I am just one out of thousands of fans with tickets to a midnight release of the final film installment, Harry Potter and the Deathly Hallows: Part 2. But like those who will keep me company, I feel a deep individual connection to this series, so much so that I will probably shed several tears as the final credits roll.
I am a typical Potter maniac. I watched the movies at their midnight premieres and sometimes dressed up like a favorite character (Harry, Hermione and Prof. Trelawney). I frequent websites like the Leaky Cauldron and MuggleNet. I reserved the books before their release and read them cover to cover over weekends. I visited the Wizarding World of Harry Potter in Orlando,FL. squealing with glee at the shops and their treasures.

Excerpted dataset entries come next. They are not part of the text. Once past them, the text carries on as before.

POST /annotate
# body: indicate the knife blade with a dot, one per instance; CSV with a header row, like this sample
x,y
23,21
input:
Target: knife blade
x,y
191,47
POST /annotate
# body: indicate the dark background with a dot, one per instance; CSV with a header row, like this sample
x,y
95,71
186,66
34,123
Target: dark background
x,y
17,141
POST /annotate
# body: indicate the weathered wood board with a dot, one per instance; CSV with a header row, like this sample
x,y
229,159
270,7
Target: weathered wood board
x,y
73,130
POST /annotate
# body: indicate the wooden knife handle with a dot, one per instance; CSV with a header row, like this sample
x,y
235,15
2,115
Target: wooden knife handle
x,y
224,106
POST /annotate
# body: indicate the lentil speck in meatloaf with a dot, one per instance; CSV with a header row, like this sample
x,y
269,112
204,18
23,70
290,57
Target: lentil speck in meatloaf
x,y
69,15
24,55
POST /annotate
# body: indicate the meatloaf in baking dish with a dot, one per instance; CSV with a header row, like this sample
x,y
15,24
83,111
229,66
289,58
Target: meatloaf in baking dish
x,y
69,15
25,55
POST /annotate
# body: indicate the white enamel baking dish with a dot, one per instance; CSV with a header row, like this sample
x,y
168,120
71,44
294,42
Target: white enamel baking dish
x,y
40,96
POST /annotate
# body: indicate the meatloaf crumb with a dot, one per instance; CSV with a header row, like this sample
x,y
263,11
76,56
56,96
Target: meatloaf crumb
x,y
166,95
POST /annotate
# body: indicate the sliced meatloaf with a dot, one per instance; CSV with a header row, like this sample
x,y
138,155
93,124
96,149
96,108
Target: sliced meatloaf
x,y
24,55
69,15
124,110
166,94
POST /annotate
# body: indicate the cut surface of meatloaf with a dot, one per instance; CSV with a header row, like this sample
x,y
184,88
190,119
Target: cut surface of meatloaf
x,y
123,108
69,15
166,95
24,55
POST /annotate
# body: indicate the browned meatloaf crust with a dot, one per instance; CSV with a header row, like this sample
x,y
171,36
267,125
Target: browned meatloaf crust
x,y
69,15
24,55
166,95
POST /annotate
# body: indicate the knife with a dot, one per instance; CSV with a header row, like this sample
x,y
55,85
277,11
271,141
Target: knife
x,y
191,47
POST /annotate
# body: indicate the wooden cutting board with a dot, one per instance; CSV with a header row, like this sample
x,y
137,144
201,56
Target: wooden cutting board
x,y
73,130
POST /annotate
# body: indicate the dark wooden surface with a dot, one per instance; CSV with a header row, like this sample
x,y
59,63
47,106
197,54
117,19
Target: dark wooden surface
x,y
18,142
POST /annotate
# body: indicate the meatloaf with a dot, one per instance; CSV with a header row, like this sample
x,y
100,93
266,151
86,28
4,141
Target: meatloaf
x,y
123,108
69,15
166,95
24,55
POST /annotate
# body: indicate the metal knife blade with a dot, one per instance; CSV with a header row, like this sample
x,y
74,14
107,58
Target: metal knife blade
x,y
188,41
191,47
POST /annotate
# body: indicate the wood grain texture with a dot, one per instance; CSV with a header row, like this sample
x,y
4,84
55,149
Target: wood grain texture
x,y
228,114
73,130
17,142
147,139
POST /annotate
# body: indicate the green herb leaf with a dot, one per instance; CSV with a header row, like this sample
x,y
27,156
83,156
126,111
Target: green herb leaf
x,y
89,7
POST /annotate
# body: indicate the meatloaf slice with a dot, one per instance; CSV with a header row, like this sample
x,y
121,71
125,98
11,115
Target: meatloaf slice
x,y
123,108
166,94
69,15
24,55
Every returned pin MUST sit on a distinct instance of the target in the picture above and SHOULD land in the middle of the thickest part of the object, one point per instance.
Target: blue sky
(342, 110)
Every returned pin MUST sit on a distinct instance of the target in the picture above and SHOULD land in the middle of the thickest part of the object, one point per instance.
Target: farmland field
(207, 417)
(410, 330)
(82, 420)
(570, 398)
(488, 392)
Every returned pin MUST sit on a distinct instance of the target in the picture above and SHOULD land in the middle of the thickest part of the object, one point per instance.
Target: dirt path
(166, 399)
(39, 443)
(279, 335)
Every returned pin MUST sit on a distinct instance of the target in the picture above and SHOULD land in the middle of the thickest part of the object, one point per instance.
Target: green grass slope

This is how the fan community of Harry Potter behaves. We know what it’s like to read a 1,000-page book in two days. We organize real Quidditch teams, even if we can’t fly. We cry when characters die and when they succeed.
I understand that those who aren’t a part of the mania must think we’re all nuts. Trust me, I feel the same way about Trekkies. Those who aren’t fans, however, have to admit it’s pretty cool that mere fantasy books can have this kind of effect on the world of reading.
Since there is no way I can possibly speak for all the fans who span the globe, all I can do with this farewell column is explain what the series means to me. The best way to properly do that is to return to the beginning.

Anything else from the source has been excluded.